Donald Trump pledged during his campaign to tax all imports to the U.S. if he retakes the White House, sparking concern among global businesses and economists over the seriousness of his intent.
Previously, Trump has targeted tariffs at specific countries, like China, or industries, such as steel. But his promise to impose a blanket 10-20% tax on all imported goods could impact global prices significantly.
Recently, he directed his comments at Europe, saying, “The European Union sounds so nice, so lovely, right? All the nice European little countries that get together… They don’t take our cars. They don’t take our farm products. They sell millions of cars in the United States. No, no, no, they are going to have to pay a big price.” This led to a 5-7% drop in the shares of major German automakers like BMW, Mercedes, and Volkswagen, as the U.S. remains a key market for them.
Throughout his campaign, Trump framed tariffs as a solution to various issues, from addressing China’s trade practices to tackling illegal immigration, even calling tariffs “the most beautiful word in the dictionary.” Although China is a primary focus, the scope of these measures extends beyond it.

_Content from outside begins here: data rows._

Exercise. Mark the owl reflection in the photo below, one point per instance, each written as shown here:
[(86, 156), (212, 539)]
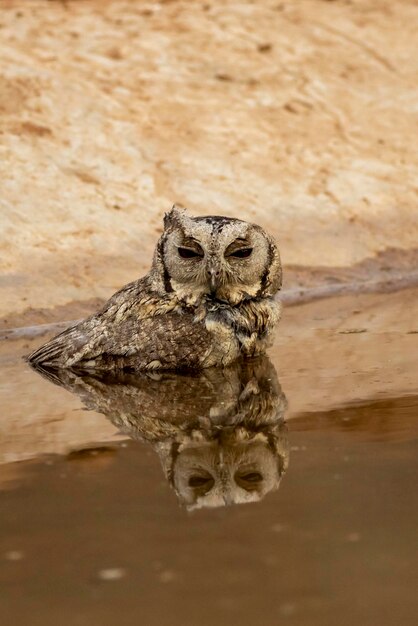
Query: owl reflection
[(220, 434), (207, 301)]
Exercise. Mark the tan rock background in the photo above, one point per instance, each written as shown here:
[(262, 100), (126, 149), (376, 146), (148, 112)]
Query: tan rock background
[(300, 115)]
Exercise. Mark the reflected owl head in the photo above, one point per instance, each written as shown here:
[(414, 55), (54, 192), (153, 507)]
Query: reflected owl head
[(234, 468), (223, 258)]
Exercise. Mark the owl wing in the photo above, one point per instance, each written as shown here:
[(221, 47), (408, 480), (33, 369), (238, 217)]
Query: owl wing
[(135, 327)]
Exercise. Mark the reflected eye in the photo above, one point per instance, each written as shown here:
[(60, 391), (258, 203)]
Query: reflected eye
[(243, 253), (189, 253)]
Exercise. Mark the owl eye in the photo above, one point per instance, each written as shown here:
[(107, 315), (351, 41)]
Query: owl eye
[(189, 253), (242, 253)]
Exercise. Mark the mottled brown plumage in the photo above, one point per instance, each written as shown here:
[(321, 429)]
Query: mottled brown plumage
[(207, 300), (220, 434)]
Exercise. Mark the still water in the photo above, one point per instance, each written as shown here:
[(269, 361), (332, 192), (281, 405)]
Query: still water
[(212, 504)]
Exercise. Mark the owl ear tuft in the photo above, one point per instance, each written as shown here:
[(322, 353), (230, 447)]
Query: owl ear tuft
[(174, 216)]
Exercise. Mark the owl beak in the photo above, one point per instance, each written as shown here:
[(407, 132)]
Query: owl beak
[(213, 275)]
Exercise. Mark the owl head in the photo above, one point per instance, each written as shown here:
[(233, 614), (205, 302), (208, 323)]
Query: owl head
[(214, 257)]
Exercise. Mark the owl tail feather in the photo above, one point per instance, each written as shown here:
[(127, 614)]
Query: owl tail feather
[(62, 351)]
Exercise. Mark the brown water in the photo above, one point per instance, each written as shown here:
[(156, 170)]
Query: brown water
[(190, 501)]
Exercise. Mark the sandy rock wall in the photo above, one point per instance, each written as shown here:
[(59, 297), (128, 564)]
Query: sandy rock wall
[(298, 115)]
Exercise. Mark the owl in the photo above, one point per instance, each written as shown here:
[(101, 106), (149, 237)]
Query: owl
[(220, 434), (207, 301)]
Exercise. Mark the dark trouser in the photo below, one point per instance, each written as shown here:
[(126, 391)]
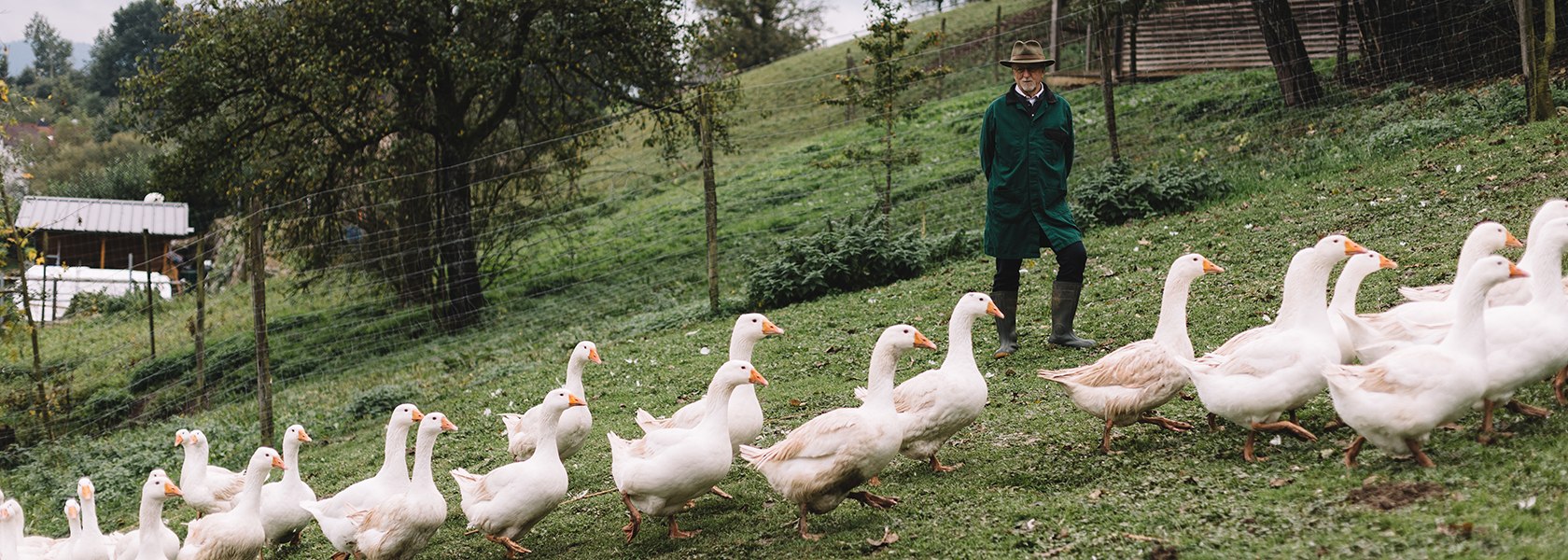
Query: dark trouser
[(1063, 299)]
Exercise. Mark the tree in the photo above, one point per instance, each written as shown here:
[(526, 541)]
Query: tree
[(698, 118), (1537, 41), (887, 93), (756, 32), (1288, 52), (317, 103), (133, 39), (52, 52)]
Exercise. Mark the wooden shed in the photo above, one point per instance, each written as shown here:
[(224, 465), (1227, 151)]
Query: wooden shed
[(105, 234)]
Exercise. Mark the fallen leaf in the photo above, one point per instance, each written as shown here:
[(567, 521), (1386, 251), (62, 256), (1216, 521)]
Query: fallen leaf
[(888, 539), (1457, 529)]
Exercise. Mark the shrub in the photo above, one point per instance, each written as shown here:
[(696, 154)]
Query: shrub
[(132, 301), (846, 256), (1117, 193)]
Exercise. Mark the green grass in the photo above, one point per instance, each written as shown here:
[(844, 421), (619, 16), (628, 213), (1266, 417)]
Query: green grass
[(1404, 172)]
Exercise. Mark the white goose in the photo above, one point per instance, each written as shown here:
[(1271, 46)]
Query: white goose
[(283, 518), (400, 525), (523, 428), (1143, 375), (235, 534), (936, 403), (664, 469), (331, 513), (1529, 343), (745, 410), (209, 488), (163, 543), (1263, 372), (1482, 240), (90, 543), (509, 500), (1396, 402), (13, 541), (1509, 292), (1344, 301), (819, 463)]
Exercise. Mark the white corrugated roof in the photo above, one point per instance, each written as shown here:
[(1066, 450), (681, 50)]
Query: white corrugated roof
[(104, 216)]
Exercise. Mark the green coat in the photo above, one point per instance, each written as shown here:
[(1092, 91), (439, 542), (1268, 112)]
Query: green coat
[(1026, 161)]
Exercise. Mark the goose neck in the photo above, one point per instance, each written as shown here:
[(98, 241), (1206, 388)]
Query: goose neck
[(1171, 329), (424, 452), (394, 461), (880, 378), (1305, 300)]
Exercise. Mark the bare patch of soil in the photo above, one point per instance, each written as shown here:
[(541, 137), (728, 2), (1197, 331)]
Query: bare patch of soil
[(1393, 495)]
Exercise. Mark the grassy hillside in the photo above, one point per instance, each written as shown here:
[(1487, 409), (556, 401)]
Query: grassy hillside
[(1404, 172)]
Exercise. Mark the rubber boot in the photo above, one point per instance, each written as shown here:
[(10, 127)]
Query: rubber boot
[(1063, 308), (1007, 325)]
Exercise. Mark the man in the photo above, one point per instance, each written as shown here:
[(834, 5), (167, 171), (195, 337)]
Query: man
[(1026, 152)]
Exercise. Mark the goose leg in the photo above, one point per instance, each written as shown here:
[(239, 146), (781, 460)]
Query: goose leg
[(1247, 449), (1353, 451), (1415, 451), (1104, 438), (513, 550), (1485, 437), (676, 532), (804, 534), (1166, 422), (1291, 427), (637, 518), (1558, 386), (1528, 410), (882, 502)]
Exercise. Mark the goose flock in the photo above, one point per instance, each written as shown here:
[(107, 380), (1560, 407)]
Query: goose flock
[(1393, 377)]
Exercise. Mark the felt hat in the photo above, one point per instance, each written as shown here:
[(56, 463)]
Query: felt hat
[(1028, 52)]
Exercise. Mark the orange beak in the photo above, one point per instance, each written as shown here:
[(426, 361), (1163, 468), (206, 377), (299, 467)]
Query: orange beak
[(1512, 240)]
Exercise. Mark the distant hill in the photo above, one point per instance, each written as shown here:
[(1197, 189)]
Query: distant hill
[(22, 55)]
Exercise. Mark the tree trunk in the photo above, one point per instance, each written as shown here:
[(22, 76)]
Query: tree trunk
[(463, 295), (709, 201), (1293, 68), (264, 375), (1535, 49), (1106, 83)]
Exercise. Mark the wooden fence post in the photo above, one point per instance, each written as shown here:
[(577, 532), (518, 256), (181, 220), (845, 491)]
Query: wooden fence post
[(264, 377)]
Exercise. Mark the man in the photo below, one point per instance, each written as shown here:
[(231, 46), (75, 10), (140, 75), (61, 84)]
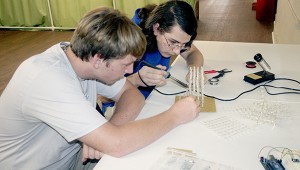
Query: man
[(47, 111)]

Certain regions, including the EU, are preparing potential retaliatory actions against the U.S., having seen previous threats materialize as tariffs. G7 finance ministers emphasized the need to maintain alliances and avoid a trade war, but Europe is ready to respond if Trump leverages strong trade powers.
In the past, the EU responded to U.S. tariffs on steel and aluminum with duties on American goods like Harley Davidson motorcycles, bourbon, and Levi’s jeans. According to a leading Eurozone central banker, U.S. tariffs aren’t directly inflationary in Europe, but much depends on Europe’s reaction.
The IMF has projected that a major trade conflict could shrink the world economy by 7%, equivalent to the combined size of France and Germany’s economies.
For the UK, a post-Brexit positioning in a possible trade war raises critical questions. The UK’s approach so far has been to align more closely with EU standards, complicating the prospects for a U.S. trade deal. Trump’s top trade adviser, Bob Lighthizer, previously noted that the UK’s alignment with the EU limited U.S. interest in a trade agreement. A neutral stance might be challenging, as the UK could still face trade impacts, especially in pharmaceuticals and cars.
The UK might seek a middle ground, perhaps negotiating to be excluded from any broad U.S. tariffs. British diplomats are hopeful about working with more pragmatic advisors in the Trump administration to secure favorable terms for allies. Alternatively, the UK could join forces with the EU to counter sweeping U.S. tariffs.
If the U.S. adopts a strong protectionist stance, other countries might be tempted to follow suit, especially smaller economies. This risk of escalation illustrates how significant trade wars can emerge from a single country’s actions.